Me pone de mal humor notar que me estoy asando de calor bajo un sol abrasador, que tengo el culo todavía mojado, que me arden los hombros y las pantorrillas, que el dedo pequeño de mi pie roza peligrosamente una colilla o un tapón de botella enterrado en la arena. Y qué decir si llego a toparme con alguno de los seres vivos que habitan en las salvajes aguas de la costa del Maresme: 

“¡Un pulpo, papá, un pulpo!”, recuerdo que un crío chillaba como loco mientras apuntaba con el dedo el bicho traslúcido que se aferraba a su pierna. Contemplé la escena desde mi toalla, sintiendo que un escalofrío recorría toda mi espalda. La visión de los tentáculos babosos del animal atrapados en la pierna del niño me dio tanto repelús que opté por no bañarme más. Aunque un pulpo es lo de menos. Una mañana, después de una tormenta, me encontré con una rata muerta junto a la orilla, cerca de la desembocadura de una riera. Tenía el vientre inflado y estaba tan llena de agua que parecía un animal de otro planeta. Colgué la foto en Instagram y durante un tiempo estuve recibiendo mensajes de gente que no se metía en el agua por culpa mía. “Es lo que hay”, les decía.

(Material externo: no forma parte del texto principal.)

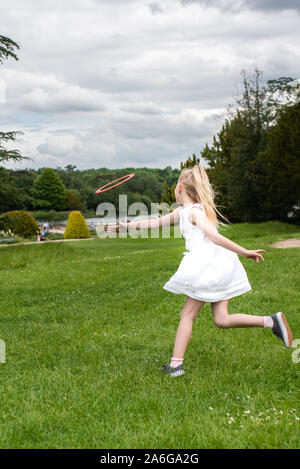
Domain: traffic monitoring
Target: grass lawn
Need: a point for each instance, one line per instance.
(87, 326)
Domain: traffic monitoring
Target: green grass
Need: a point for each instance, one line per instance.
(87, 326)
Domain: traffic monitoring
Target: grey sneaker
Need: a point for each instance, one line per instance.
(174, 372)
(281, 329)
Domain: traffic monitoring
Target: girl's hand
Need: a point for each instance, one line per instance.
(119, 227)
(254, 254)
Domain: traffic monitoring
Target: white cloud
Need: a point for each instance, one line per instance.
(114, 82)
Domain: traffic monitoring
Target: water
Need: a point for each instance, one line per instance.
(102, 221)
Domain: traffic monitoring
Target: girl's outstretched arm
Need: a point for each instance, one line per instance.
(198, 218)
(148, 223)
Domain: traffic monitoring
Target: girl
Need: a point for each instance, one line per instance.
(210, 270)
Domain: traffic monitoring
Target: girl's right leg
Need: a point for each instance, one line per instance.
(224, 320)
(187, 317)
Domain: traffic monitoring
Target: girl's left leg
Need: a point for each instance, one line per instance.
(187, 317)
(224, 320)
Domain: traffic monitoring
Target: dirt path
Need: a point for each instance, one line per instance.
(288, 243)
(44, 242)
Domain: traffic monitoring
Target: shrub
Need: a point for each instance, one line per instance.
(20, 223)
(76, 226)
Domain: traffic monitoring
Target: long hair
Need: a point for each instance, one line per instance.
(197, 186)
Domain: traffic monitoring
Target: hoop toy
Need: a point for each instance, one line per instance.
(128, 176)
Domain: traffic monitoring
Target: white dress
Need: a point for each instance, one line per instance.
(207, 272)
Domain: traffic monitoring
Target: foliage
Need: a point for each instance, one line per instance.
(50, 190)
(63, 331)
(7, 50)
(237, 167)
(20, 223)
(281, 162)
(168, 195)
(73, 201)
(76, 226)
(190, 162)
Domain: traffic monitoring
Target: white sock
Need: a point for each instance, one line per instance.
(268, 322)
(176, 362)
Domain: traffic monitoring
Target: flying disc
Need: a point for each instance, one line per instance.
(124, 179)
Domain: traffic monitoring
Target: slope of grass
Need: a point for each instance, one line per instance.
(87, 326)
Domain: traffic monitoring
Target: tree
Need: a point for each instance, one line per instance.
(235, 169)
(76, 227)
(50, 190)
(282, 165)
(73, 201)
(7, 50)
(190, 162)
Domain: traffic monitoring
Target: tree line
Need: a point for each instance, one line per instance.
(72, 189)
(253, 162)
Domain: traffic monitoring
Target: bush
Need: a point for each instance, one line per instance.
(20, 223)
(76, 227)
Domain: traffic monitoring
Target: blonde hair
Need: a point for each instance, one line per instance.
(197, 186)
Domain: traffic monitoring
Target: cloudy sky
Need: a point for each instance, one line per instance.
(119, 83)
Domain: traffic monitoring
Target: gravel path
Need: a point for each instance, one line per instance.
(288, 243)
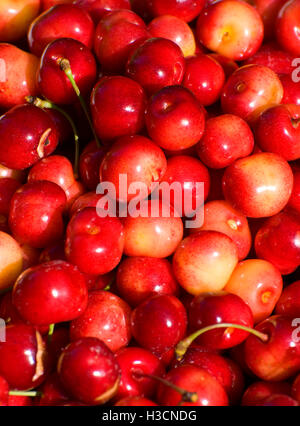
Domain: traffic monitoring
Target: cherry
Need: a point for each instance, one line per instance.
(22, 357)
(159, 323)
(53, 83)
(93, 243)
(204, 261)
(277, 358)
(137, 157)
(106, 317)
(259, 185)
(259, 284)
(188, 172)
(278, 241)
(205, 77)
(89, 371)
(118, 106)
(175, 119)
(117, 35)
(156, 236)
(40, 204)
(155, 64)
(195, 379)
(137, 366)
(35, 136)
(141, 277)
(49, 293)
(258, 392)
(97, 9)
(61, 21)
(219, 146)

 También me da mucho repelús ver una medusa, rozar un alga con los brazos o descubrir que estoy nadando rodeada de una sospechosa espumita. Cuando sucede esto último, empiezo a nadar --estilo crol-- mar adentro, rezando para que no me dé un calambre en la pierna o un corte de digestión y me ahogue sin que nadie se dé cuenta. A los pocos segundos estoy agotada y tengo que detenerme para coger aire (nunca he conseguido sacar la nariz para respirar sin acabar tragando agua), pero es entonces cuando se produce el mejor momento: flotando en el agua, vuelvo la cabeza atrás y me quedo ensimismada contemplando las maravillas de la costa del Maresme: el tren de Cercanías, con su zumbido largo e inconfundible, haciendo vibrar las catenarias, el tráfico de la Nacional-II, la imponente silueta de una fábrica de detergentes construida junto al mar, con sus chimeneas humeantes manchando de nubes blancas el cielo azul.

Para relajarse aún más, al salir del agua siempre está la opción de refugiarse en un chiringuito y disfrutar de una comida con el bañador mojado, notando que las piernas se te enganchan a la silla del plástico por culpa del sudor, viendo pies descalzos jugueteando con las chancletas bajo las mesas, y disfrutando de un vino blanco caliente y aguado por culpa de meter hielos dentro de la copa. Hay gustos para todos. Yo, personalmente, prefiero evitarme todo esto. A no ser, claro, que me lleven a una playa de las Baleares o de la Costa Brava un día entre semana, fuera de temporada --un miércoles soleado de mediados de junio, por ejemplo, cuando el agua aún está muy fría y se te pone la piel de gallina cuando sales del agua y te tumbas en la toalla-- y que luego me prometan un arroz de pescado como dios manda y un buen vino blanco, seco, muy frío. De postre, helado de turrón y una siesta bien acompañada, con la piel todavía salada.